Георгий Иванов был помещен в тюрьму Авероф пока что на ее «итальянской» половине, что же касается Амфитрити Кондопулос, то после допроса ее отвезли в женское отделение в Эмбрикио. В тот же день Панделис Лабринопулос нашел в каком-то маленьком кафе удрученного и подавленного Кондопулоса.
— Надеюсь, ты не думаешь, что это я их выдал! — с упреком сказал он ему.

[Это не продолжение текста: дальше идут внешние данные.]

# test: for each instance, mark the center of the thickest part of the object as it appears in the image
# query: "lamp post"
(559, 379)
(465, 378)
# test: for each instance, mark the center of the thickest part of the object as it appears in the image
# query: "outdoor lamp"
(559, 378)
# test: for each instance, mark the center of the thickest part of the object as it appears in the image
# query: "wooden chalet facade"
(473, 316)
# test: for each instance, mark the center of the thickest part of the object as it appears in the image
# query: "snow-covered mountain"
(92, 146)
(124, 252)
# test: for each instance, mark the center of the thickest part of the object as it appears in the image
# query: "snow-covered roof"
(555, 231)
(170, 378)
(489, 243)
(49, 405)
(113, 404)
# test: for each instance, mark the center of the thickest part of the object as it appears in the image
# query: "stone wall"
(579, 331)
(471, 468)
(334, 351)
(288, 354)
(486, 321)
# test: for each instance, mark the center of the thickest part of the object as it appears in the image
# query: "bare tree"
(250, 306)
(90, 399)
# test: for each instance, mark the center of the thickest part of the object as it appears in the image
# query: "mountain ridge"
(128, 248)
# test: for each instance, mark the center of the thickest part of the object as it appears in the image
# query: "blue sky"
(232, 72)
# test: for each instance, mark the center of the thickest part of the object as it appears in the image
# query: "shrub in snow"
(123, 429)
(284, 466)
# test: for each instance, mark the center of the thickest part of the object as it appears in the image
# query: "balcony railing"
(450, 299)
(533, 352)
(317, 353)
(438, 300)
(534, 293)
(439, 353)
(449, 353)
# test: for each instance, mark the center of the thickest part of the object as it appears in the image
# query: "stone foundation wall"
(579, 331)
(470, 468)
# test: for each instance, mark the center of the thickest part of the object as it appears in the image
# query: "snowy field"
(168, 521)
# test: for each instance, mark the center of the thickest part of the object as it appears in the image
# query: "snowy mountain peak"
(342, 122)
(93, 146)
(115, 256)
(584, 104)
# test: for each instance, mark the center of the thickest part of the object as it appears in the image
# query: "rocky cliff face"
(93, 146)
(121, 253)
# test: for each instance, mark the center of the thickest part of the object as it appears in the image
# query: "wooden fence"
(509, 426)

Однако и Кондопулос был вскоре арестован в клубе моряков. Его племянница Деспина Валлиану побежала предупредить Папазоглу, а тот, в свою очередь, оповестил остальных, однако вместо того, чтобы бежать, все оставались на местах. В тюрьму один за другим были доставлены братья Димитриос и Костас Янатос и Марианна Янату. За доктором Костасом Янатосом пришли не итальянцы, а немцы. Спустя еще два дня немцы арестовали Папазоглу. На свободе пока оставался единственный из ближайших помощников Иванова Василиос Малиопулос, который только один и готовился к бегству. В руки немцев он попал только 16 сентября 1942 года.
…Арестованных разместили по разным камерам, и они мало что знали друг о друге. Единственно, что было известно, — никто из них не предал остальных, несмотря на варварские методы допросов. Получалось так, что все аресты происходили в результате донесений прекрасно информированного предателя. Папки с делами распухали, несмотря на упорное молчание допрашиваемых. Особую ярость немцев, которые быстро взяли дело из рук итальянцев, вызывало мужественное поведение Марианны Янату.
— Полюбуйтесь, пожалуйста, — вот вам типичная полька, — говорили они итальянцам. — Теперь вы понимаете, почему к Польше нам приходится применять более строгие меры, чем к другим странам…
6
Все в порядке? Да, да. Все в порядке! (итал.).